Imagine acquiring, storing, analyzing, enhancing, maintaining, archiving and distributing overlapping, inconsistent, incomplete and even conflicting information of your products, customers and suppliers across half a dozen systems within your company. Then overlay system and application integration with point-to-point connections or multiple messaging flavors for consuming applications. The result is a messy, inflexible and expensive architecture that delivers problematic information to internal and external clients. If your organization stores overlapping data across systems and has not addressed master data management at an enterprise level (regardless of a Web services or messaging integration layer), you might be closer to the described antipattern than you think. ( See Figure 1, Stage 1.) In today’s challenging economic environment, CIOs are looking for cost reductions and increased agility to meet changing business demands. IT simplification powered by information and integration enablement translates to operational efficiencies, simpler regulatory compliance, overall infrastructure reduction and labor cost savings. We support the case that addressing such simplification concurrently through a combination of MDM and service-oriented architecture provides a superior architectural framework with the highest cost savings. We will concentrate on the information and integration areas of simplification with their associated impacts to infrastructure; while opportunities for IT simplification exist in other areas such as governance and interaction, they are not covered in this article. We assume the reader has a basic understanding of MDM, SOA and their intersection in a data services layer. The SOA references in this article include both Web services and messaging which leverage the same SOA infrastructure and canonical schemas, further emphasizing the point of simplification.
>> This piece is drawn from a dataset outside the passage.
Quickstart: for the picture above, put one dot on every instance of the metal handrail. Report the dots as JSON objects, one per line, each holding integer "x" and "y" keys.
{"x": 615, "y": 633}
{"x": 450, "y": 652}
We will assume that systems A and C in our example (Figure 1, Stage 1) can be retired by consolidating data and authorship to an operational transactional MDM hub, while system B provides additional functionality that needs to remain in use. For a realistic view, we presume that retirement of legacy systems is accomplished through an iterative, phased approach due to scope and impact of work. We derive an interim logical diagram (Figure1, Stage 2) by introducing or promoting an existing SOA enterprise standard data distribution layer, and retiring systems A/A2 into a newly introduced MDM hub. Systems B/C/C2 feed the MDM hub or are alternatively connected through SOA directly to consumers as an interim solution in order to avoid disruption of service. Since the information of systems C / C2 needs to be migrated to the MDM hub anyway, mapping to and populating the MDM hub in the interim state is preferred to SOA enabling the legacy systems which would be a throwaway effort. We derive an end state (Figure 1, Stage 3) by retiring systems C/C2 and extending SOA integration to include data acquisition to the MDM hub, which depicts how MDM and SOA simplify the integration and improve the consistency of information delivered to consumers.